ArXiv ID: 2511.06042

Authors: Fanghui Song, Zhongjian Wang, Jiebao Sun

Abstract: We propose a consistency model based on the optimal-transport flow. A physics-informed design of partially input-convex neural networks (PICNN) plays a central role in constructing the flow field that emulates the displacement interpolation. During the training stage, we couple the Hamilton-Jacobi (HJ) residual in the OT formulation with the original flow matching loss function. Our approach avoids inner optimization subproblems that are present in previous one-step OFM approaches. During the prediction stage, our approach supports both one-step (Brenier-map) and multi-step ODE sampling from the same learned potential, leveraging the straightness of the OT flow. We validate scalability and performance on standard OT benchmarks.

Comment: Model Architecture and Efficiency: physics-informed PICNN for OT flow matching with HJ residual; supports one-step and ODE sampling from the same potential.

Relevance: 8 Novelty: 8

39. C3PO: Optimized Large Language Model Cascades with Probabilistic Cost Constraints for Reasoning

ArXiv ID: 2511.07396

Authors: Antonios Valkanas, Soumyasundar Pal, Pavel Rumiantsev, Yingxue Zhang, Mark Coates

Abstract: Large language models (LLMs) have achieved impressive results on complex reasoning tasks, but their high inference cost remains a major barrier to real-world deployment. A promising solution is to use cascaded inference, where small, cheap models handle easy queries, and only the hardest examples are escalated to more powerful models. However, existing cascade methods typically rely on supervised training with labeled data, offer no theoretical generalization guarantees, and provide limited control over test-time computational cost. We introduce C3PO (Cost Controlled Cascaded Prediction Optimization), a self-supervised framework for optimizing LLM cascades under probabilistic cost constraints. By focusing on minimizing regret with respect to the most powerful model (MPM), C3PO avoids the need for labeled data by constructing a cascade using only unlabeled model outputs. It leverages conformal prediction to bound the probability that inference cost exceeds a user-specified budget. We provide theoretical guarantees on both cost control and generalization error, and show that our optimization procedure is effective even with small calibration sets. Empirically, C3PO achieves state-of-the-art performance across a diverse set of reasoning benchmarks including GSM8K, MATH-500, BigBench-Hard and AIME, outperforming strong LLM cascading baselines in both accuracy and cost-efficiency. Our results demonstrate that principled, label-free cascade optimization can enable scalable LLM deployment.

Comment: High Performance Computing/Efficiency: cascaded LLM inference with probabilistic cost constraints and conformal guarantees; self-supervised optimization.

Relevance: 8 Novelty: 8

40. On the Convergence and Stability of Distributed Sub-model Training

ArXiv ID: 2511.06132

Authors: Yuyang Deng, Fuli Qiao, Mehrdad Mahdavi

Abstract: As learning models continue to grow in size, enabling on-device local training of these models has emerged as a critical challenge in federated learning.
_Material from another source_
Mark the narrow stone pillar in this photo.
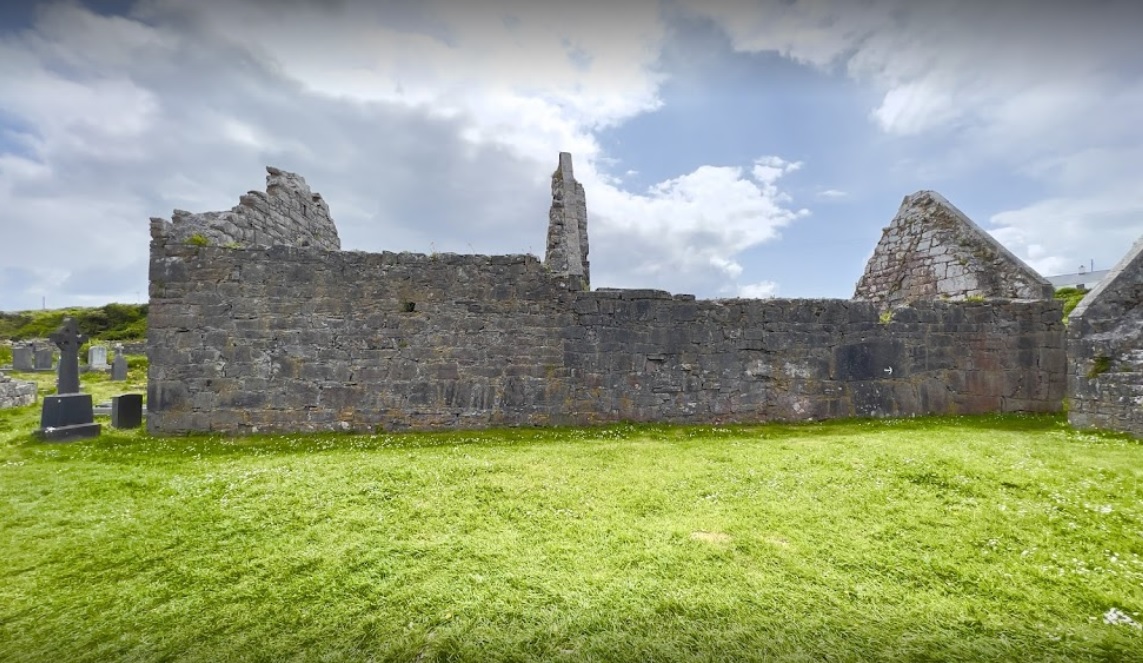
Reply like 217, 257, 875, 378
544, 152, 590, 288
A popular solution is sub-model training, where the server only distributes randomly sampled sub-models to the edge clients, and clients only update these small models. However, those random sampling of sub-models may not give satisfying convergence performance. In this paper, observing the success of SGD with shuffling, we propose a distributed shuffled sub-model training, where the full model is partitioned into several sub-models in advance, and the server shuffles those sub-models, sends each of them to clients at each round, and by the end of local updating period, clients send back the updated sub-models, and server averages them. We establish the convergence rate of this algorithm. We also study the generalization of distributed sub-model training via stability analysis, and find that the sub-model training can improve the generalization via amplifying the stability of training process. The extensive experiments also validate our theoretical findings.

Comment: HPC/Distributed training: shuffled sub-model training with convergence and stability (generalization) analysis.